By: Blonde Two
If had to write a blog post, would you rather write it about the day you left your boots up a mountain and had to walk down barefoot or the day you forgot your swimming togs and had to walk up the beach naked? Hypothetical questions are strange things but have endless dinner party or long train journey appeal and can be used to appease youngsters on outdoor expeditions who, our research suggests, have a tendency to ask far too many hypothetical questions.
- You are swimming in the sea and you see a shark and a stranger who is nearer the shark than you are. Do you swim out to warn them or head for the beach?
- You are tasked with planning a walking route for some friends who are far fitter than you. Do you choose the prettiest but very steep route or do you take them on the easier but less aesthetically-pleasing one?
- You are walking with your best friend and notice that her walking boots don’t match. Do you tell her or enjoy the joke all the way to the pub?
- You set off solo up a particular summit and, at the top, realise that you have conquered the wrong one. Do you admit to your mistake or claim victory?
- You are walking across a Dartmoor bog and the ground begins to quake alarmingly. Do you start running to get to the edge of the bog or walk more carefully and slowly?
- You have been invited to go skinny dipping with a group of friends. Do you wrap yourself in your towel, only dumping it at the last minute or do you run, shouting with glee, all the way down the beach?

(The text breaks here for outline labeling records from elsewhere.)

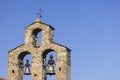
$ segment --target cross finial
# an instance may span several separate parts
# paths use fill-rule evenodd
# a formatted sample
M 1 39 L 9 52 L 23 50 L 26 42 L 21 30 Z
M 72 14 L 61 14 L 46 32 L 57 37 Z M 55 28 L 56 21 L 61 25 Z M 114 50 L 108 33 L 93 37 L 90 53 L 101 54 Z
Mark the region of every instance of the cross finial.
M 40 9 L 38 10 L 38 12 L 37 12 L 37 16 L 38 16 L 39 18 L 42 18 L 42 13 L 43 13 L 43 11 L 42 11 L 42 9 L 40 8 Z

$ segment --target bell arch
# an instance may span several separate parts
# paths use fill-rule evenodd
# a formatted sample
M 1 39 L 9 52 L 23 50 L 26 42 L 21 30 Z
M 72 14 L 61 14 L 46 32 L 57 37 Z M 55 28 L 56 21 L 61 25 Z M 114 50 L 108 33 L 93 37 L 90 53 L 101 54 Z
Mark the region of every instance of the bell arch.
M 21 78 L 23 80 L 26 80 L 26 77 L 25 77 L 25 69 L 26 69 L 26 62 L 27 60 L 31 60 L 30 62 L 32 62 L 32 59 L 26 59 L 25 61 L 25 57 L 30 55 L 32 57 L 32 54 L 28 51 L 23 51 L 21 52 L 19 55 L 18 55 L 18 72 L 19 72 L 19 76 L 21 76 Z M 31 67 L 31 68 L 30 68 Z M 31 73 L 32 73 L 32 63 L 30 63 L 30 67 L 29 67 L 29 70 L 30 70 L 30 74 L 27 74 L 27 75 L 30 75 L 30 76 L 27 76 L 27 78 L 31 78 L 32 79 L 32 76 L 31 76 Z M 22 80 L 21 79 L 21 80 Z
M 40 35 L 38 35 L 40 34 Z M 35 28 L 33 31 L 32 31 L 32 38 L 33 38 L 33 42 L 32 44 L 35 46 L 35 47 L 39 47 L 40 44 L 42 43 L 42 30 L 40 28 Z
M 42 67 L 42 72 L 43 72 L 43 80 L 50 80 L 51 78 L 49 77 L 49 75 L 52 77 L 52 79 L 54 79 L 54 80 L 56 80 L 56 55 L 57 55 L 57 53 L 56 53 L 56 51 L 55 50 L 53 50 L 53 49 L 46 49 L 46 50 L 44 50 L 43 51 L 43 53 L 42 53 L 42 64 L 43 64 L 43 67 Z M 53 61 L 55 62 L 54 64 L 53 64 L 53 72 L 52 73 L 48 73 L 47 74 L 47 71 L 48 71 L 48 69 L 50 69 L 49 67 L 49 59 L 50 59 L 50 56 L 53 56 Z M 49 78 L 49 79 L 48 79 Z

- You drop your last cheese sandwich and it lands on some dry sheep poo. Do you pick it up and eat it or do you take it home to throw away?
- You cross a stream and the water goes over the top of your boots and gets your socks wet. Do you warn the rest of the party and have to cross back over yourself or do you watch them struggle?
- You need to have an outdoor poo but can’t get your trowel into the ground to make a hole. Do you build a poo cairn or pick it up in a bag and take it to the nearest dog poo bin?
- You start a blog called Two Blondes Walking but your hair is brunette. Do you admit to your readers that you have been less than honest or do you arrange to visit your hairdresser for a colour change?
Number 4.
I have actually done that and it was supposed to be a Munro – of course I went back later and climbed the proper one. On another occasion I found what I assumed to be the summit cairn of a Munro in the mist. Back down in the carpark chatting to a. n.other he remarked on the huge cross shaped stone wall shelter giving protection from all sides. I had to go back again on that one to claim the proper summit.
Thinking about it, that must happen fairly often with Dartmoor tors. They are sometimes quite close together and, unless you know their shapes well, are all big piles of stones.
Second option for number 6, but it was somewhere about midnight, so no one could see!
Quite right too… no other way to behave in the dark! Reminds me of a beach night a long time ago and the unexpected fishermen with torches!